Recent identity by descent in human genetic data - methods and applications
MetadataShow full item record
The thesis describes algorithms for detecting regions of recent identity by descent (IBD) from human genetic data and its applications in optimising resequencing studies, genomic predictions and detecting Mendelian subtypes of diseases. Firstly, we describe the algorithm ANCHAP, which scans pairs of multi-point SNP genotypes for sharing IBD of long haplotypes. A comparison with other methods shows that ANCHAP outperforms them in terms of speed or accuracy. We demonstrate the algorithm on data from population isolates - from Orcades, Croatian islands, and from a population of unrelated individuals. We compare the abundance of IBD segments between cohorts, and identify genetic regions where IBD is most common. Secondly, we verify the IBD regions detected from array data against exome sequence data. We estimate that where sharing IBD between a pair of individuals is inferred, this is confirmed by exome data in 98% of cases. Correctness of IBD detection varies with settings of ANCHAP, length of IBD segments, and position with respect to segment endpoints. We find that with sample sizes of 1000 individuals from an isolated population genotyped using a dense SNP array, and with 20% of these individuals sequenced, 65% of sequences of the un-sequenced subjects can be partially inferred.

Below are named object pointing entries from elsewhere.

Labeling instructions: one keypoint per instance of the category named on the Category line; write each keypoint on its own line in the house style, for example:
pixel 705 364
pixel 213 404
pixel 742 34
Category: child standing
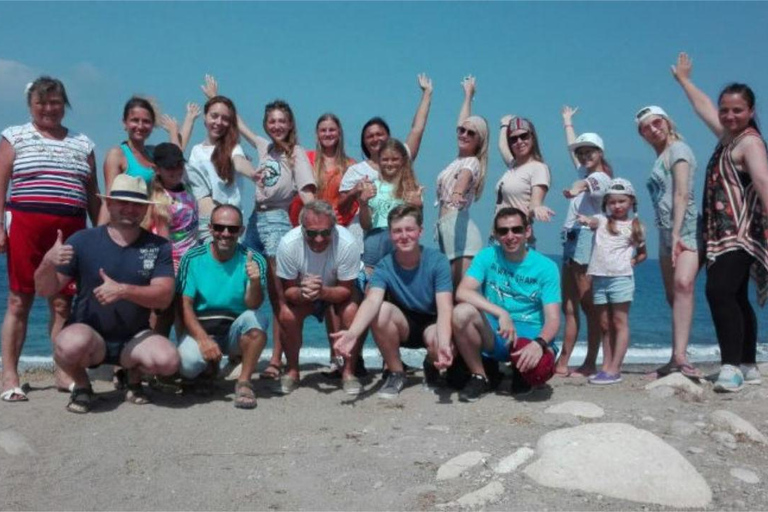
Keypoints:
pixel 619 245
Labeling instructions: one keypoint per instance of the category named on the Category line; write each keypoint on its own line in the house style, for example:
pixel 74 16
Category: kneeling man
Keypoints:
pixel 509 292
pixel 222 285
pixel 416 283
pixel 122 273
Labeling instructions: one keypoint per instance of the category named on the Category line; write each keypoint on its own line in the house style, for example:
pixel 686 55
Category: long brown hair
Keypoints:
pixel 406 180
pixel 340 159
pixel 224 145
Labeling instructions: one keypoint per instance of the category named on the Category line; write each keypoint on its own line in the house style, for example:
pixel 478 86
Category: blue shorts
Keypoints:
pixel 500 350
pixel 613 289
pixel 265 230
pixel 577 245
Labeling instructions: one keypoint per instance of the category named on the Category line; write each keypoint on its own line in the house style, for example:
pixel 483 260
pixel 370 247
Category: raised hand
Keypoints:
pixel 468 84
pixel 59 253
pixel 252 269
pixel 110 291
pixel 425 82
pixel 684 67
pixel 211 87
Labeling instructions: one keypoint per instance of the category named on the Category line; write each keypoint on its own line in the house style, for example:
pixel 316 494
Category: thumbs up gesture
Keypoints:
pixel 252 269
pixel 59 253
pixel 110 291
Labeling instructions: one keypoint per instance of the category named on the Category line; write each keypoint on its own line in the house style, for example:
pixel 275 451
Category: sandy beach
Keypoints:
pixel 319 449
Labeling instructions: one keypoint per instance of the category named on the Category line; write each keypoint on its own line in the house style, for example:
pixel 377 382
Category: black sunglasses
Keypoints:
pixel 523 136
pixel 314 233
pixel 516 230
pixel 220 228
pixel 461 131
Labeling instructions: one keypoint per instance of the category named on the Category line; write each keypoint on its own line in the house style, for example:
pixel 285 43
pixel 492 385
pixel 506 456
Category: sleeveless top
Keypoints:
pixel 49 175
pixel 134 168
pixel 734 218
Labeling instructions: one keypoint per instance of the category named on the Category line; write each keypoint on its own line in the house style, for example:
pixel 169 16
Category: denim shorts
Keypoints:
pixel 613 289
pixel 377 244
pixel 577 245
pixel 265 230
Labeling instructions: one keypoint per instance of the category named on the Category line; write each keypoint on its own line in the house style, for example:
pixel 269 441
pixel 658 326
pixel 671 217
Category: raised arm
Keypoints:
pixel 506 153
pixel 413 141
pixel 701 103
pixel 468 84
pixel 570 133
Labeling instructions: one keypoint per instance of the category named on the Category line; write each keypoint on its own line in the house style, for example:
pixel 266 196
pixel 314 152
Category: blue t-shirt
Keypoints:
pixel 218 286
pixel 521 288
pixel 147 258
pixel 415 289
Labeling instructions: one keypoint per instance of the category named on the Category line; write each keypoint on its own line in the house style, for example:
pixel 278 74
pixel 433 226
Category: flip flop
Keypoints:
pixel 14 395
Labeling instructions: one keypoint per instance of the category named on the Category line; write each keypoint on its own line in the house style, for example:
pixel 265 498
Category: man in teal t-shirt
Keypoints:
pixel 221 286
pixel 508 292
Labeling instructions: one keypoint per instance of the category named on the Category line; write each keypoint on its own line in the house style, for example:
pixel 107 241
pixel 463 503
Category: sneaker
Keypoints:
pixel 351 386
pixel 475 388
pixel 393 385
pixel 288 384
pixel 604 378
pixel 729 380
pixel 751 374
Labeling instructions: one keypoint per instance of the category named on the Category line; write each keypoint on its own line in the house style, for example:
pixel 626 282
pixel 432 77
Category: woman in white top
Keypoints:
pixel 526 182
pixel 372 137
pixel 586 194
pixel 216 166
pixel 461 183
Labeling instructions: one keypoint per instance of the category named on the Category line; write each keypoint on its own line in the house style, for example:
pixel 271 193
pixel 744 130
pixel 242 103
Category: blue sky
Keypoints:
pixel 361 59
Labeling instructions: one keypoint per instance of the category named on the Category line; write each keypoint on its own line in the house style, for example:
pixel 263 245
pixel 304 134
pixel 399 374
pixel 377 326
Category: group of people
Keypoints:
pixel 340 240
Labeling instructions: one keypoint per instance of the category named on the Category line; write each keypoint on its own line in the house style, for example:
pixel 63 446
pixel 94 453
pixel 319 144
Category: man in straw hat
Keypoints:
pixel 122 273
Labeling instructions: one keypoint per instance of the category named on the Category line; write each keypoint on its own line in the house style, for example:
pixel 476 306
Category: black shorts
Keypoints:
pixel 417 324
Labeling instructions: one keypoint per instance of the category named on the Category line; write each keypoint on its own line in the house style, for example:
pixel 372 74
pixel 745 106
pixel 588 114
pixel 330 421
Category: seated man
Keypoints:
pixel 509 292
pixel 416 283
pixel 221 285
pixel 318 264
pixel 122 273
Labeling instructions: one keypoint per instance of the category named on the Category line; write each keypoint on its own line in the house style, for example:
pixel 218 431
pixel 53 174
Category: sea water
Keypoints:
pixel 650 328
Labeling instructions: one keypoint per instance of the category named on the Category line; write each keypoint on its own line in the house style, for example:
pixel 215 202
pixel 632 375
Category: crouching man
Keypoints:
pixel 508 294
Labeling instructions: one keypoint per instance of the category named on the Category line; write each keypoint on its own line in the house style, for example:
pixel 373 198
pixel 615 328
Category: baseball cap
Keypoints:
pixel 542 372
pixel 588 139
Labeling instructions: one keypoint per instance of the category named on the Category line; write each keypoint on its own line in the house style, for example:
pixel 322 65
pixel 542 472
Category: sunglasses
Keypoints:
pixel 523 136
pixel 465 131
pixel 314 233
pixel 516 230
pixel 220 228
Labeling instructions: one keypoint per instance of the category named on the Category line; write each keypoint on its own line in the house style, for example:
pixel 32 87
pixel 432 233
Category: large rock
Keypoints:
pixel 488 494
pixel 576 408
pixel 621 461
pixel 737 426
pixel 676 381
pixel 457 465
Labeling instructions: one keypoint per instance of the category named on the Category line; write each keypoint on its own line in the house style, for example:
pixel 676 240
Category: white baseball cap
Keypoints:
pixel 589 139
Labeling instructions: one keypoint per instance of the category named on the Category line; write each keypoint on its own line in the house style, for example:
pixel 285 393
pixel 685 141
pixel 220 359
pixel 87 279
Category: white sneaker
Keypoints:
pixel 751 374
pixel 729 380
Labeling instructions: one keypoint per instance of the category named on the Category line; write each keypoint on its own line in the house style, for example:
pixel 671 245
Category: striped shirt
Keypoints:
pixel 49 175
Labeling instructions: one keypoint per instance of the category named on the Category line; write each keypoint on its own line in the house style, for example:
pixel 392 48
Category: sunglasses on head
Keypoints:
pixel 523 136
pixel 465 131
pixel 516 230
pixel 314 233
pixel 220 228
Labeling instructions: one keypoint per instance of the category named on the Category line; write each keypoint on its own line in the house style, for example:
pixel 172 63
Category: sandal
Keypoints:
pixel 136 395
pixel 271 372
pixel 81 400
pixel 245 398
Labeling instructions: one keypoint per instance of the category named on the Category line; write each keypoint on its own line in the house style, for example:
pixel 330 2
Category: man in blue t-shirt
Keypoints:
pixel 222 285
pixel 122 273
pixel 408 302
pixel 508 292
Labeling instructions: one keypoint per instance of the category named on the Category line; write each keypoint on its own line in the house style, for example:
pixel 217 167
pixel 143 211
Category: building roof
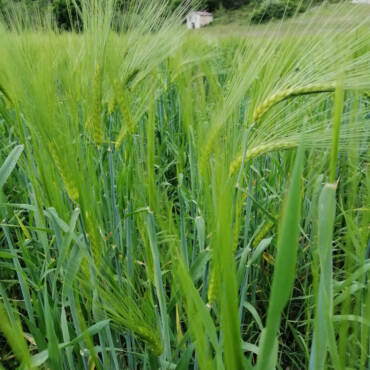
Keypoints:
pixel 202 13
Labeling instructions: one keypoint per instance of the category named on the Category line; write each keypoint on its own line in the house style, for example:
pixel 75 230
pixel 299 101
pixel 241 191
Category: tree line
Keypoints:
pixel 66 15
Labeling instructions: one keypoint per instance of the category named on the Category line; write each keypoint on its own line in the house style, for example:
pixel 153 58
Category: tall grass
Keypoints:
pixel 154 212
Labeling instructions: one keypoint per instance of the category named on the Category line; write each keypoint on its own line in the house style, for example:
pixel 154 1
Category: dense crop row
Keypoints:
pixel 168 201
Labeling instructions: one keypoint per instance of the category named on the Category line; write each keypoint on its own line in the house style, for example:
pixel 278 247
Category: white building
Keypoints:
pixel 198 19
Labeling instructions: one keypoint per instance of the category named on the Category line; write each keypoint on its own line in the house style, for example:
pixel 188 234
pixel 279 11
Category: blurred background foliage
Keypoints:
pixel 254 11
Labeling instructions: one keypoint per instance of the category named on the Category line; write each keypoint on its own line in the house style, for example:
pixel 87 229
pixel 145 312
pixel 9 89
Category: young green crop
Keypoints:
pixel 154 210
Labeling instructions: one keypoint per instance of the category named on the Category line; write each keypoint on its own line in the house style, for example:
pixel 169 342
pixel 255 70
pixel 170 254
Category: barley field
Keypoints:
pixel 184 200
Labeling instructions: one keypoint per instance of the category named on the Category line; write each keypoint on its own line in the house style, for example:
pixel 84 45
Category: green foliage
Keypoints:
pixel 155 212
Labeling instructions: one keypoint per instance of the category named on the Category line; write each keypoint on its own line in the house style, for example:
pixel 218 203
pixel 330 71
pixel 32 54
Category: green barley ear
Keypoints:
pixel 213 287
pixel 278 97
pixel 259 150
pixel 94 123
pixel 64 172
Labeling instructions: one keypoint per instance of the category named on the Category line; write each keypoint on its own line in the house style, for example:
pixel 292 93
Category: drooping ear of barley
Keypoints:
pixel 66 175
pixel 213 287
pixel 259 150
pixel 94 123
pixel 278 97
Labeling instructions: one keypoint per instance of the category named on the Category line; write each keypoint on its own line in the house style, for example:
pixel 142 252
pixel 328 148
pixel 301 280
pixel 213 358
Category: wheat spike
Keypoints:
pixel 94 122
pixel 263 108
pixel 259 150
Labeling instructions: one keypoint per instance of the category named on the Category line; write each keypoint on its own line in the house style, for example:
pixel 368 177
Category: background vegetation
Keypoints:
pixel 178 201
pixel 251 10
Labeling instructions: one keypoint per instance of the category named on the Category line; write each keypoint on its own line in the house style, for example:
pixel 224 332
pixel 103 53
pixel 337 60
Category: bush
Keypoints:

Implementation of such resequencing strategies requires an IBD-based imputation algorithm, which is outlined. Thirdly, we use recent IBD to detect carriers of Mendelian subtypes of colon cancer. We show this with the example of Lynch syndrome, which accounts for about 3% of colon cancer patients. We detect IBD sharing between known and unknown carriers around DNA mismatch-repair genes. Using the IBD relationship, we build and evaluate a model that predicts presence of Lynch Syndrome mutations. Finally, we discuss whether regions of identity by descent can be used for genomic predictions. We conclude that the utility of the inferred IBD regions depends on accuracy of detection, time to most recent common ancestors and mutation rates since.